Tips for optimizing your learning rate
To optimize your learning rate:
- Experiment with increments (eg, 0.001, 0.01, 0.1), looking for a percentage that consistently reduces cost.
- Start with a very small alpha to ensure consistent cost reduction, then increase gradually.
- Aim for the highest learning rate that still guarantees consistent and rapid cost reduction.
Determining the right moment to stop tilting is a strategic decision. We can choose different final conditions. here are some examples:
- Convergence: We stop when the parameter changes are negligible, indicating proximity to the minimum.

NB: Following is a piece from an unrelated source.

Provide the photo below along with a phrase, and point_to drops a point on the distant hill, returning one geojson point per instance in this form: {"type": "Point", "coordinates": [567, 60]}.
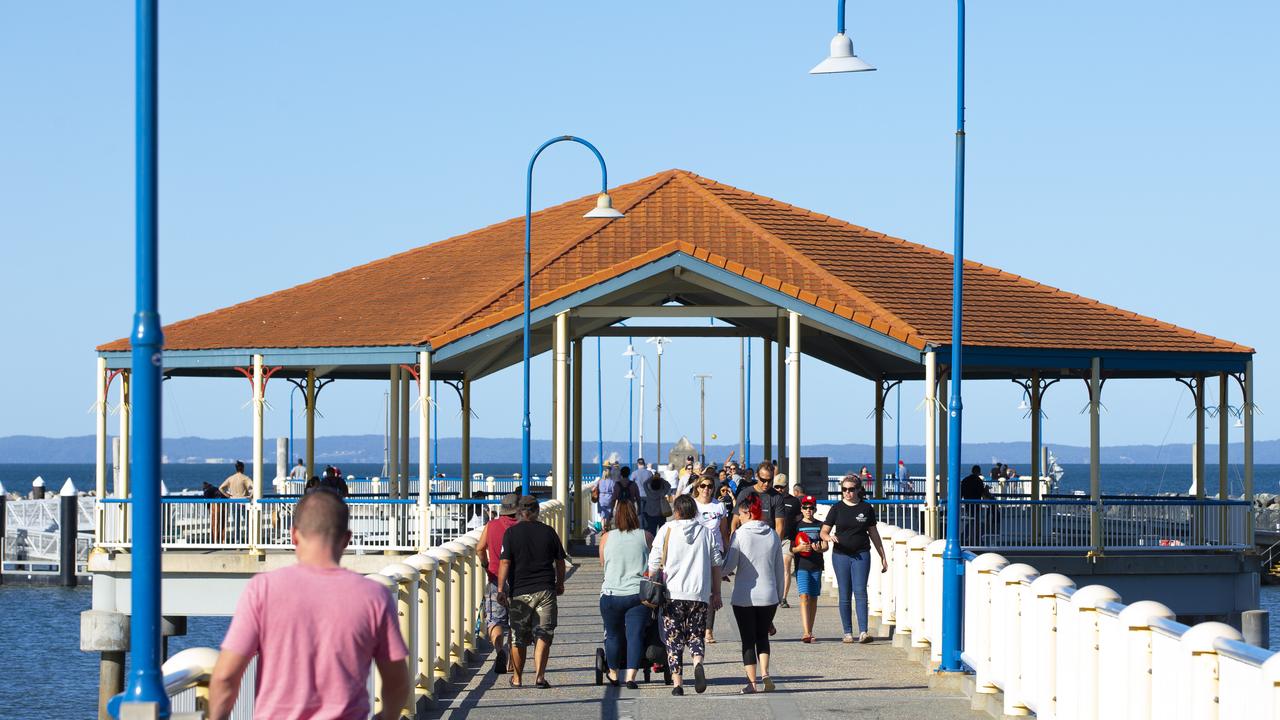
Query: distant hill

- Fixed number of steps: We set a predetermined number of iterations for practical reasons, especially when computational resources are a constraint.
- Based on threshold: We stop when the cost reduction J falls below a specified threshold, indicating diminishing returns in further iterations.
- Gradient descent optimizes model parameters by iteratively adjusting them based on gradient calculations, aiming to minimize the cost function, J.
- The algorithm involves determining the steepest descent direction using partial derivatives and fitting each parameter with a calculated step size affected by the learning rate (α). The process is repeated until it meets certain end conditions, such as convergence or a fixed number of iterations.
- The choice of learning rate is crucial as it affects the effectiveness of achieving minimum cost.
Gradient descent is a highly versatile algorithm that is applicable to a wide range of machine learning methods, including complex models such as deep learning.
I’m taking Andrew Ng’s machine learning specialization and these learning logs contain some of what I learned from it. It’s a great course. I highly recommend it!